Me to My Brain: Omg omg I can’t voice a reponse!
My Brain: You can do this. Answer her!
Immigration Officer: Ma’am, the purpose of your trip?
Me: Busin– umm….
My Brain: Wrong answer! Get it together, Caroline. What’s English for vacaciones?
Immigration Officer: Vacation?
Me: Yes!! [Sigh of relief]
Immigration Officer: Welcome home.
With that, the sympathetic airport official lets me through. As I search for the appropriate baggage carousel, I can’t help but laugh at myself. Well, that’s a first.
After coming back from an Italian trip, part of which was spent on an archeological excavation in a sleepy little town that doesn’t speak much English, my burgeoning Italian seeps through in the workplace.
Wendy: Good morning!
Me: Buongior– ma guarda che bella!
Me: You’re dolled up. Hot date tonight?
Me: Ammazza. Di nuovo!?
Wendy: Umm, hi, you’re speaking in Italian again. We speak English here, remember?
In the Philippines, while on sabbatical. On a call with an American friend, this is the most continuous English I’ve spoken in a month, and there’s not much I can do about the language delay.
Zack: Can I point out how ironic it is that a native English speaker is struggling to speak English?
Me: Yes, I know!
Zack: I mean, you have an English degree.
Me: Ha! I know.
Zack: An honors English degree.
Me: Ok, salamat. I know.
Perhaps my English skills are simply running on Pinoy Time, i.e. always late.

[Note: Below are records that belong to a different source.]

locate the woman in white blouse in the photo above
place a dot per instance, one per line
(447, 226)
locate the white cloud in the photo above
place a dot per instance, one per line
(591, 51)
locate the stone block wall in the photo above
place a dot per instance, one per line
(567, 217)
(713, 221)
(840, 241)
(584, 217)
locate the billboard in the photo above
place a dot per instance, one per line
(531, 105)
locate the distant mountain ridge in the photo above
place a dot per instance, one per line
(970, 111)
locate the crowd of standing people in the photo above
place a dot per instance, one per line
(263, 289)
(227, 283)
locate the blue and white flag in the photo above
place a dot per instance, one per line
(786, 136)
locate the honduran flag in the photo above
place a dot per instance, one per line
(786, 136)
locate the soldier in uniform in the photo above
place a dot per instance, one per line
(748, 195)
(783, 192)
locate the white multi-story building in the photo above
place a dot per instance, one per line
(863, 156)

I realized this morning that, out of the past 12 months, I’ve been away from home at least half the time. This is not common for me at all, even when I was frequently traveling for business. And when I appeared at work today, one of the engineers jumped and exclaimed “You’re home!”
Well, I’m here. At present, however, I can’t say with certainty that I know where home is anymore.
Because part of my job involves managing localized assets (e.g. the French website, a German whitepaper here, a Japanese slide deck there), exposure to other languages is inevitable on many a day. Compound that with the fact that I’m trying to learn way too many languages at once, and my brain is a puddle of language soup. The English swims around in there. Sometimes, it comes out impressing even me; lately though, it seems my English speech has trouble bringing its A game. I’m not sure if it’s due to the languages swimming in my head or if it’s due to stress. Maybe lack of sleep? Maybe all of the above.
Let’s rewind to 2003. While exploring potential college degrees, I’d briefly settled on Anthropological Linguistics. Alhough I was fascinated by the way culture affects communication styles, I also realized that the evolution of morphology and syntax was far less exciting than transcribing and reciting “The Canterbury Tales” in a rare Middle English class (which, by the way, I quite –nerdily– enjoyed).
Fast forward to today: While I do like being part of the polyglot club (and, dare I say it, I aspire to be part of the even more exclusive hyperpolyglot circle), I sometimes wonder if my enthusiasm for languages is sheer passion for language itself…or if my language learning is a mere component in the pursuit of something more. Could my affinity for languages actually be the bridge I’m using to acquaint myself with other cultures? Possibly. Does that detract at all from my language learning? Not in the least bit.